Dans une rupture amoureuse, il reste un sentiment que les anciens amants partagent encore, celui de vivre une cassure intérieure, qui touche profondément à leur identité. Qu’elle soit décidée ou subie, la rupture interroge ce que nous sommes ou ce que nous croyions être.

D’une rupture, on peut avoir le sentiment qu’elle est une erreur, un terrible gâchis ou au contraire qu’elle est nécessaire. Même si on en souffre. On peut reconnaître qu’il se joue dans cette décision et les actes qui la concrétisent l’expression d’une vérité intérieure qui ne peut plus se taire.

La rupture s’impose lorsque la fidélité à soi, à ce soi qui nous définissait jusqu’alors, n’est plus tenable. Rester constant serait nier la puissance et la réalité d’une modification qui s’est opérée en nous.

La fidélité à soi – et à celui ou à celle qu’on aimait – est désormais impossible, parce qu’on a déjà été intérieurement rompu, rendu étranger à soi par un Autre. Un autre objet d’amour – une femme, un homme, un enfant, une œuvre –, une autre passion – gagner, réussir, séduire, créer – se sont immiscés entre les amants et ont produit un écart, une distance.

Une expérience nouvelle, heureuse ou tragique, a intimement ébranlé le sentiment de soi, a dévié les polarités de l’existence, remodelé les affects. Ce tremblement secret ne peut pas le rester. Ce bouleversement profond de notre définition était peut-être en cours depuis longtemps. La fêlure, le doute sur soi existaient déjà et cette altérité s’y est engouffrée, appelée par la faille.

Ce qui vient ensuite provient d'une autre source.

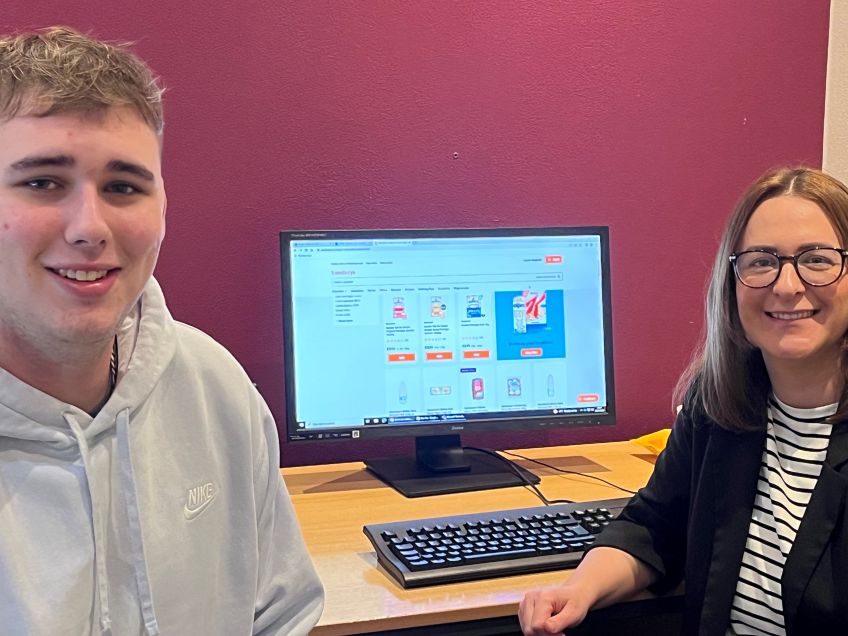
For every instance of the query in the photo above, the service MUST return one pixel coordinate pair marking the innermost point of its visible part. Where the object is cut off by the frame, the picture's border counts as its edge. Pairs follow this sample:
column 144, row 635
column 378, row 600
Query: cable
column 571, row 472
column 528, row 484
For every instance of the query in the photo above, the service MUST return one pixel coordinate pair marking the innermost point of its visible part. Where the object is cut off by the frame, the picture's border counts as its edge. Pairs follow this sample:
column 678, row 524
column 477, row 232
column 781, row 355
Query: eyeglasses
column 817, row 266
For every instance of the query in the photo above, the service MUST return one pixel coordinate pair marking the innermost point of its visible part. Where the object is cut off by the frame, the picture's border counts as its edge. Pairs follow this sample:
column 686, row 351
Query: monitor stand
column 442, row 466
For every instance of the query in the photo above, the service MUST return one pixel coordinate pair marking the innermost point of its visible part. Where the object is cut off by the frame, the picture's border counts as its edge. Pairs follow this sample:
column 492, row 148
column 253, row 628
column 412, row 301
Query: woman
column 748, row 501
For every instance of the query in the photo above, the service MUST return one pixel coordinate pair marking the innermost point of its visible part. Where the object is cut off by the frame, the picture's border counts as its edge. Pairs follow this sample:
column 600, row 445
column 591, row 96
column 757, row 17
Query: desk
column 334, row 501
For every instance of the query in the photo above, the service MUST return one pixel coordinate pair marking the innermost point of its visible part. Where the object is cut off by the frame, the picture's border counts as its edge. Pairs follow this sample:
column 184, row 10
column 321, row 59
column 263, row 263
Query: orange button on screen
column 401, row 357
column 588, row 397
column 533, row 352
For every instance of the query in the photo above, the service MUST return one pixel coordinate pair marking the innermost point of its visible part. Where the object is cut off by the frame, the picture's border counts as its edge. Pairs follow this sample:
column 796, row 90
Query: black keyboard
column 489, row 544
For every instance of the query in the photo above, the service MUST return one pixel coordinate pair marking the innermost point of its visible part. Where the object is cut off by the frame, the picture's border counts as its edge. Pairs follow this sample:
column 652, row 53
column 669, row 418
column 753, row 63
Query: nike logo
column 199, row 499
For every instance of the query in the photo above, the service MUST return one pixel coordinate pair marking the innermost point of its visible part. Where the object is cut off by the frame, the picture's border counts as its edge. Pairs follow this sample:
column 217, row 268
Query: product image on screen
column 429, row 334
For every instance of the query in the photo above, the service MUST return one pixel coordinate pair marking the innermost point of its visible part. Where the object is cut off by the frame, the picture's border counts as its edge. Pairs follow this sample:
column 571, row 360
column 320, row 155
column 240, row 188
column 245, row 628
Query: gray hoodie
column 164, row 514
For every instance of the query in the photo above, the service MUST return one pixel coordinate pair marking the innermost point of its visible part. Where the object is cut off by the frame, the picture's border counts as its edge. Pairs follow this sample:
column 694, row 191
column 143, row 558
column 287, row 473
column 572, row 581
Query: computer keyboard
column 489, row 544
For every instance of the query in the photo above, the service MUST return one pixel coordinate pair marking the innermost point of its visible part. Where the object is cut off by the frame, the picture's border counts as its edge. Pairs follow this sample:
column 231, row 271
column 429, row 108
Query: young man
column 139, row 482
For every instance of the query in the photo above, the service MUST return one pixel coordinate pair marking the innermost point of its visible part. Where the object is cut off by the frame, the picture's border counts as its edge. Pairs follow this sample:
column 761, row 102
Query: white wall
column 835, row 150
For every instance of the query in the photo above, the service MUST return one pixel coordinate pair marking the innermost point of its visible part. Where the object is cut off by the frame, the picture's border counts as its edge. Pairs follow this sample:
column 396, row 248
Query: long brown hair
column 727, row 377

L’ivresse d’une nouvelle vie

C’est dans cette perspective qu’on évoque souvent l’idée que la rupture nous révèle à nous-même. Elle serait alors l’expression d’une vérité intime, affirmation d’une nouvelle identité incompatible avec l’ancienne et avec les engagements pris.

L’intensité ressentie (« se sentir vivant ») serait le signe évident de l’authenticité, de la coïncidence avec soi. Mais peut-être l’ivresse d’une nouvelle vie n’est-elle pas liée au dévoilement de notre identité mais à son délaissement.

N’est-on pas parfois tenté de rompre pour être délivré de la fatigue d’être soi, de la pesanteur d’une modalité de l’existence dont on pressent confusément le caractère définitif ? La calligraphie dit bien la beauté de l’être délié, sa finesse et son élégance. Légèreté illusoire de celui qui rompt, porté par l’espoir d’une vie plus dense. N’est-ce pas pour échapper à une identité décevante et pourtant profondément mienne que je fuis l’ancien amour comme s’il était responsable de cet appauvrissement de mon être ?

C’est ce qu’évoque Michel Butor dans La Modification (Editions de Minuit, 1980). Le personnage principal envisage de quitter sa femme, Henriette, pour Cécile, sa maîtresse italienne. La rupture lui apparaît d’abord comme la possibilité d’une vie neuve, mais les allers-retours Paris-Rome deviennent l’espace d’un cheminement intérieur et la décision de rompre se renverse en son contraire : « Métamorphose obscure, changement d’éclairage, rotation des faits. » La ville de Rome et le fantasme d’une autre vie forment un agencement imaginaire dans lequel l’amante italienne n’est qu’un élément. La beauté fâne, dès qu’elle sort de cette configuration du désir. Que deviendra Cécile, installée dans le quotidien d’une vie parisienne ?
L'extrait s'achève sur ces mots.